Value of top end homes in the emirate rose 20 percent, behind only the Indonesian capital Jakarta
Luxury property in Dubai recorded the world’s second highest price increase last year, according to international property consultancy group Knight Frank.
The value of top end homes in the emirate rose 20 percent, equal to the island of Bali and behind only the Indonesian capital, Jakarta, which saw luxury property prices increase by 38.1 percent.
According to Knight Frank, the rapid price rise was led by the world’s rich searching for safe haven investments and a recovery from the global financial crisis.
Property values plummeted by as much as 60 percent after the onset of the crisis in 2008 and did not begin to recover until last year.
“Dubai stands out with strong growth of 20 percent in the price of luxury villas during 2012,” the report says.
“The epitome of the global downturn between 2008 and 2009, the emirate rebounded in 2012 on the back of a resurgence in demand. This was aided by lower prices and underpinned by its location as a strategic hub, able to attract wealth from the Middle East, North Africa, the Indian subcontinent and central Asia.”

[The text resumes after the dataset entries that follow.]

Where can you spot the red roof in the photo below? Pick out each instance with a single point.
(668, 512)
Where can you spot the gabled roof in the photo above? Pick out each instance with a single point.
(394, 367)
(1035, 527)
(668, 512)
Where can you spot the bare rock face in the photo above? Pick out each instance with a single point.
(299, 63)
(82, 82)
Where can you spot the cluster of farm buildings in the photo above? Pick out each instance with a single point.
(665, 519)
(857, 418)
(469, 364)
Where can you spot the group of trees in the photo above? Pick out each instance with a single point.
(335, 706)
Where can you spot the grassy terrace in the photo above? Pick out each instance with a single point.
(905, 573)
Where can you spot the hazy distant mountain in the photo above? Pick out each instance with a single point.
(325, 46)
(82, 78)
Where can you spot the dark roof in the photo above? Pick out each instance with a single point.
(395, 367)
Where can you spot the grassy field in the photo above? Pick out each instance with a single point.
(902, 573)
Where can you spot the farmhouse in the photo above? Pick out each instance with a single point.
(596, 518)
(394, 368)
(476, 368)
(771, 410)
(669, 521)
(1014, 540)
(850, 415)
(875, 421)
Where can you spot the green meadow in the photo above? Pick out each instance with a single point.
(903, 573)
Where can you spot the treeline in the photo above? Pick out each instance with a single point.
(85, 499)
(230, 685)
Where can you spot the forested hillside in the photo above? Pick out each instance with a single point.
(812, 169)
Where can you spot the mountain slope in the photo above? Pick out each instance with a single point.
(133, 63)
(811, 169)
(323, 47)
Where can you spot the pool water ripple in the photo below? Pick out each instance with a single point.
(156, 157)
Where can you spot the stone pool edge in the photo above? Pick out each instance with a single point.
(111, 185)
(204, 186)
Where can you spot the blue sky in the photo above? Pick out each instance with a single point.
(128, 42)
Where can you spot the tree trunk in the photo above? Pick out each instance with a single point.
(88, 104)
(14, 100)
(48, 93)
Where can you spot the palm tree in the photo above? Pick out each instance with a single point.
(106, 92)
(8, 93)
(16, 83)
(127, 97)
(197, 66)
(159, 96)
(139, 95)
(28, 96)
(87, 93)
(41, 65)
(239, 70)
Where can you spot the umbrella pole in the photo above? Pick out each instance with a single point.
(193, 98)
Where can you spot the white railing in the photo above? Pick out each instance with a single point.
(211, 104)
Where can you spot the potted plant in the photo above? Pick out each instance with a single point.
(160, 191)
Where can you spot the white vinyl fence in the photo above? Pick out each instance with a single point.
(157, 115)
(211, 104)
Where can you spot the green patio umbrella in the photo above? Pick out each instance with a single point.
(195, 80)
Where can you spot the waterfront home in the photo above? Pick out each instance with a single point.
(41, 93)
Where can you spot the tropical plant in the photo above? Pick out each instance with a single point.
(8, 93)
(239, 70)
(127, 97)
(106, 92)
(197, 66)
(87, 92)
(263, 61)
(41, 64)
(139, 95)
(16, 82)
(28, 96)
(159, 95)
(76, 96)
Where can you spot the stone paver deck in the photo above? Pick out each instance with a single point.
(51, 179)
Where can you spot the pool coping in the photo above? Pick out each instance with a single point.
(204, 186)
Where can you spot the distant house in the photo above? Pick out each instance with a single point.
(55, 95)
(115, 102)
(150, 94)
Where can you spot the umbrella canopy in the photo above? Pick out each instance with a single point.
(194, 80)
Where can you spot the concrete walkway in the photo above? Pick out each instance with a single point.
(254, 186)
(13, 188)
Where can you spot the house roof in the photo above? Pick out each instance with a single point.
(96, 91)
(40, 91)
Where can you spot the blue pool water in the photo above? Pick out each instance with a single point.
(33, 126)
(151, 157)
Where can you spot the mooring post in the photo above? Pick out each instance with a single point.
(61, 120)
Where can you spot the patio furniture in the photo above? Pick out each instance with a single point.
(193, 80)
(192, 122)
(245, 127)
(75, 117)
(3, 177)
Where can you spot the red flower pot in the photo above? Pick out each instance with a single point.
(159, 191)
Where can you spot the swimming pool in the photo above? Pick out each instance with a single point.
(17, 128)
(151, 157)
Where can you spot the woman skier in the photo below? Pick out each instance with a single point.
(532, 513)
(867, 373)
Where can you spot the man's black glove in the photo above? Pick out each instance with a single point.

The surge in property prices in Dubai led the Central Bank of the UAE to announce in January new mortgage restrictions that would limit the loan-to-value ratio at 50 percent for expats and 60 percent for nationals.
The Emirati Banks Association has formally asked the Central Bank to amend the cap to 75 percent of property value for expats and at 80 percent for UAE nationals.
A decision is expected before the end of the first half of 2013. However, with as much as 80 percent of property transactions in Dubai done with cash it is unlikely to have much effect on values.
The resurgence in international interest in luxury Dubai property helped fuel the recovery, according to Knight Frank.
“Dubai has recovered some of its popularity with Russians, but competition from buyers from North Africa, Pakistan, India and Iran has been an important factor in helping to drive prices higher this year,” the report says.
Prices are expected to continue to rise, with 40 percent of Middle East and African high net worth individuals (those worth US$30 million or more) claiming they were likely to purchase a new home over the next 12 months, according to a Knight Frank survey.
“Globally, some 43 percent of clients are expected to show an increased interest in purchasing more city property this year,” the report says.
“The trend looks likely to be led by clients based in the Middle East & Africa (67 percent) and Russia & CIS (50 percent).
“From the responses to our latest Attitudes Survey, it seems clear that the appetite of wealthy individuals for acquiring prime property is still strong. Moreover, it looks unlikely to diminish any time soon.”